小泉堯史監督の新作は腰の落ち着いた時代劇であった。
不義密通のかどで10年後の切腹を命じられたひとりの武士。彼の見張り役として、彼が幽閉された土地に赴く若い侍。
若い侍は武士の家族と接するうちに、また不義密通のからくりを知るに及んで、彼に肩入れするようになる。
他の監督も同じことをしていると思うのだが、人物の配置であるとか、正座する人物の全身を映すショットなどを見ると、黒澤明とそっくりだなと思う。
小泉堯史が黒澤明の弟子筋にあたる、というこちらの先入観も手伝ってのことだと思うが、観ているときは、なんとなく懐かしさをおぼえる。黒澤明の映画は「影武者」以降しかリアルタイムで観ていないが、それでも、本作には黒澤明の遺伝子がみてとれる。
役所広司のたたずまいはただ事ではなく、映画俳優としての矜恃を見た気がした。
男の映画ですね
綺麗だけど。
これでいいのか、と眉間に一本の皺が寄った気分
映像の美しさ、岡田や役所の所作の清々しさ、それはもういい映画です、と言いたいです。
そして、寺島しのぶがいい。「(その人が)この風景と同じ風景をどこかでみているのかと思うだけで心が和むものなのです。それだけで心の支えとなるものです」的な台詞をいう。
ありきたりの台詞が胸に響いてくる。これには参った。
・・・だけど、もうこの設定にどうも納得がいかなくて。
罪人なのに家譜編纂の職を請け負えるものか?、その疑問がずっと引っかかったままで、どうも入り込めない。

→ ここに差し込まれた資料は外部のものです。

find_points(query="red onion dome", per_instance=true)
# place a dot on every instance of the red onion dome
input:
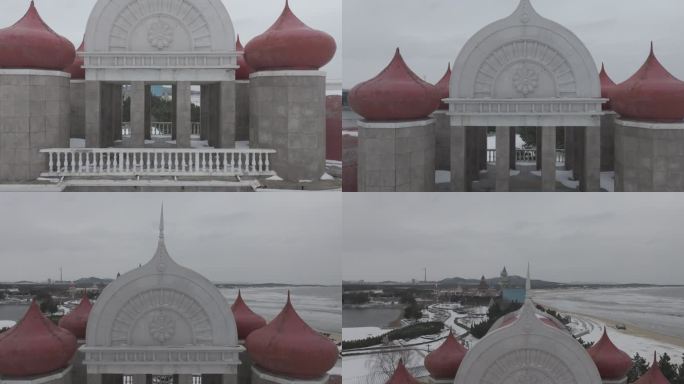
(612, 363)
(246, 320)
(395, 94)
(31, 44)
(442, 87)
(290, 44)
(76, 68)
(401, 375)
(607, 86)
(245, 70)
(651, 94)
(35, 346)
(654, 375)
(443, 362)
(77, 320)
(289, 347)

編纂をさせるのならば、城内でさせればよかったのでは?
そこになぜ生一本の岡田をさしむけるのか?
まるで頼朝と文覚を野放図にした、平家の手落ちを思い出した。
先日の『石榴坂の仇討』もそうなのだが、現代での常識・モラルを、あの時代に押し付けてくるのもどうも馴染めない。
で、悲しみを秘めた物語なのに、ほぼ悪人が出てこない。ヒール役の家老でさえ実は滅私の人に思えた。だから憎むべき相手がいない。僕の中でその悲しみを慰める発露の先がないのだ。
もしこれが今の時代劇に求められているものだとしたら、僕は間違いだと思う。
藤沢周平的なものを好む人が多いのは知っている。でも僕は池波正太郎的な人間の泥臭さのほうが好きなのだ。
今読みかけの原作も、たぶんもう開くことはないだろう。
美しい映画だった
清らかな水のような
夏の吹き抜ける風のようでした
理不尽なことが多く、悔し涙がでてきました。
その中、主人公や家族は、静かに穏やかにお互いを思いやりながら凛として丁寧に生活しています。
理想の家族です。
丁寧に生きていかなくては、と思わせてくれる作品でした。
日記に映る武士の志
10年後の切腹の日までに藩の歴史をまとめた「家譜」の完成を命じられた戸田秋谷の元に、監視役の若い藩士・檀野庄三郎がやってきます。
気持ちいい映像、ストーリーがとても分かりやすかったです。淡々とした印象でしたが、少し時間が経ってから題名が腑に落ちた気がしました。観て良かったと思いました。
編纂の日々を綴った日記「蜩ノ記」。それは秋谷の志を映しているのでしょう。
事実は曲げず、事柄と言葉を慎重に選び、分かりやすく簡潔に。そして丁寧に読み解けば、言外の真実に迫れるように。
まったく、そんな作品だったなぁと感心しました。
向き合う自然の美しさもさることながら、衣装や道具が出演者の所作と調和してとても美しかったです。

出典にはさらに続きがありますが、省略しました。